Language of the Women

by Ethel Mortenson Davis

The women of the village
started to weave
a new language
into their fabric—
shapes and forms
into their dress,
so they could communicate
with each other.

The men of the village
had treated them cruelly,
along with the children
and the animals
(whose spirits are interwoven).
Girls that tried to escape
had their ears and noses
cut off or worse.

Now, when the women
are in the market,
watched and separated,
they are able to send
messages to each other.

They are getting stronger
every day—

Mighty like the great river
that one day will flow out of that country.


Filed under Ethel Mortenson Davis, Poetry

4 responses to “Language of the Women

  1. I have to click “like” for writing style but not the nose and ear punishment!
    However, the ancient Assyrians do not hold the market on cruel and unusual punishment, do they?…

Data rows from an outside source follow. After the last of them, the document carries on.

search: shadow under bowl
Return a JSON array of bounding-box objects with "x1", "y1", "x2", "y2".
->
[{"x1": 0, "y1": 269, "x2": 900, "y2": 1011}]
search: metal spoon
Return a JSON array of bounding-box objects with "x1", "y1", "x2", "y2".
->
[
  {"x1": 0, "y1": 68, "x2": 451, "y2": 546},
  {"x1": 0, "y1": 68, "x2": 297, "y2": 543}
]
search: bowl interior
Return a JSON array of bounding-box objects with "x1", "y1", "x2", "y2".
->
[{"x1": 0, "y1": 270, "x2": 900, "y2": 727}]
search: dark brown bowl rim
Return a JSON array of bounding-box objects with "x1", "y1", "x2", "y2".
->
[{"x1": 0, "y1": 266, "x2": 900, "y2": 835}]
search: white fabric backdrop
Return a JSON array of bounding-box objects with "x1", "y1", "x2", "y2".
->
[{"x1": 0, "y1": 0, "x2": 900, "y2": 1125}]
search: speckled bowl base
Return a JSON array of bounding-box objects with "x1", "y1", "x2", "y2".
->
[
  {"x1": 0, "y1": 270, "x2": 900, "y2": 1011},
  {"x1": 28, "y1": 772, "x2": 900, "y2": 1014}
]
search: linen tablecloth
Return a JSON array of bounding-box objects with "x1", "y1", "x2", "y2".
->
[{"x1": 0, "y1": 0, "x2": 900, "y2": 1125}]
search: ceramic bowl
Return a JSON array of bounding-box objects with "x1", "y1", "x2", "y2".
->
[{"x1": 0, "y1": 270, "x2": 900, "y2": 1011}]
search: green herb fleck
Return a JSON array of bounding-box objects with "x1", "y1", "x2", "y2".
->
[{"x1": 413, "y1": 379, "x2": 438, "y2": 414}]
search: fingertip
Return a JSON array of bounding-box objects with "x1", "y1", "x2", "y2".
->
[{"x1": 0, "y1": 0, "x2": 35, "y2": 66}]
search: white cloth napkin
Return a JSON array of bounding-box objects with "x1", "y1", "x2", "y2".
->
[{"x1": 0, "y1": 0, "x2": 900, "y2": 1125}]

  2. Interesting comment, especially about the Assyrians. Ethel

  3. I don’t know about what you want to explain (what country ? it’s terrible for the young girls !!)
    but, when I read yours words, hope is there, confidence is there
    whatever the difficults, whatever happens… hope and confidence are there !
    and it’s the most important…

    have a good day !

  4. This is very moving, I think because of its directness on such a painful subject. There have been plenty of disgraceful and horrific stories in the British press about the despicable treatment of women, by men, in a number of still backward countries. Western countries are not exempt from condemnation either, but at least it is not systemic any longer.
    Yes, there is hope in your lines – but cautiously expressed, as a hope for the longer term. I think that you’ve made a subtle and correct judgement here – which makes for a more powerful poem.